South Korea’s charities urge one-click crypto donations to simplify giving

South Korean charities say cryptocurrency donations offer convenience but are hampered by a cumbersome, multi-step process that discourages donors. To donate crypto now, individuals must call the charity, complete a detailed form, await anti-money-laundering review, receive a wallet address and donate a specified coin amount (not a fiat value). Donated coins must be listed on at least three major Korean exchanges (Upbit, Bithumb, Korbit, Coinone, Gopax). Because donations are measured in coin units (e.g., 0.01 BTC), price volatility can change the donation’s fiat value and requires restarting the process to adjust amounts. Charities typically convert received crypto to cash within two days; donations qualify for the same tax deductions as cash. Despite South Korea’s more than 10 million crypto investors, most donors sell crypto and give cash for speed and simplicity, making direct crypto gifts rare—Fruit of Love, Korean Red Cross and Seoul National University Hospital each reported single 1 BTC gifts last year. Charities are calling for a one-click donation feature integrated into exchanges to boost uptake, mirroring simpler frameworks in the US, Europe and Dubai where crypto giving has grown. Key keywords: crypto donations, one-click donations, South Korea, exchanges, AML review, donation tax deduction.
Neutral
The news is neutral for market direction. It highlights operational and regulatory frictions that limit cryptocurrency donations in South Korea and a demand from charities for an easier, one-click donation flow integrated into exchanges. This development is primarily structural and adoption-focused rather than a catalyst that would materially shift price fundamentals for major cryptocurrencies. Short-term market impact: minimal — the story is unlikely to trigger immediate buying or selling since donations to date are small (single BTC gifts reported) and charities convert donations to cash quickly, reducing market exposure.

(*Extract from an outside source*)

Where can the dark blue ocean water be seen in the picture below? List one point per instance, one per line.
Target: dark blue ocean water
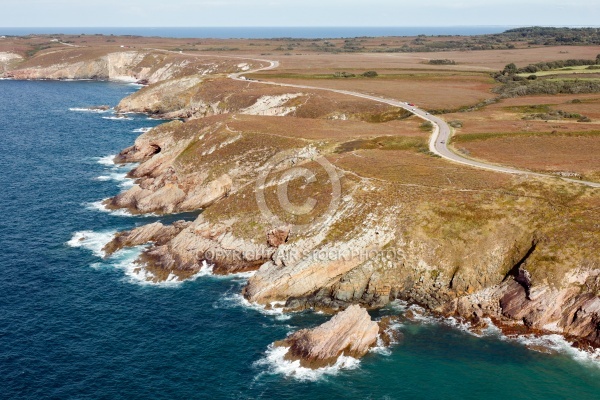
(72, 326)
(264, 32)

Traders should expect negligible liquidity effects. Long-term impact: mildly positive for adoption if exchanges implement one-click donation tools and regulatory frameworks remain supportive — increased institutional or retail donation channels could marginally broaden use cases and on-chain transactions, supporting gradual demand growth. Historical parallels: similar adoption signals (e.g., U.S. charities and large NGOs accepting crypto) have supported narrative-driven interest but did not by themselves produce sustained price rallies. Monitor: exchange product announcements, regulatory guidance on crypto donations and tax treatment, and any large-scale institutional charity campaigns — these would be the events most likely to shift market sentiment or volumes.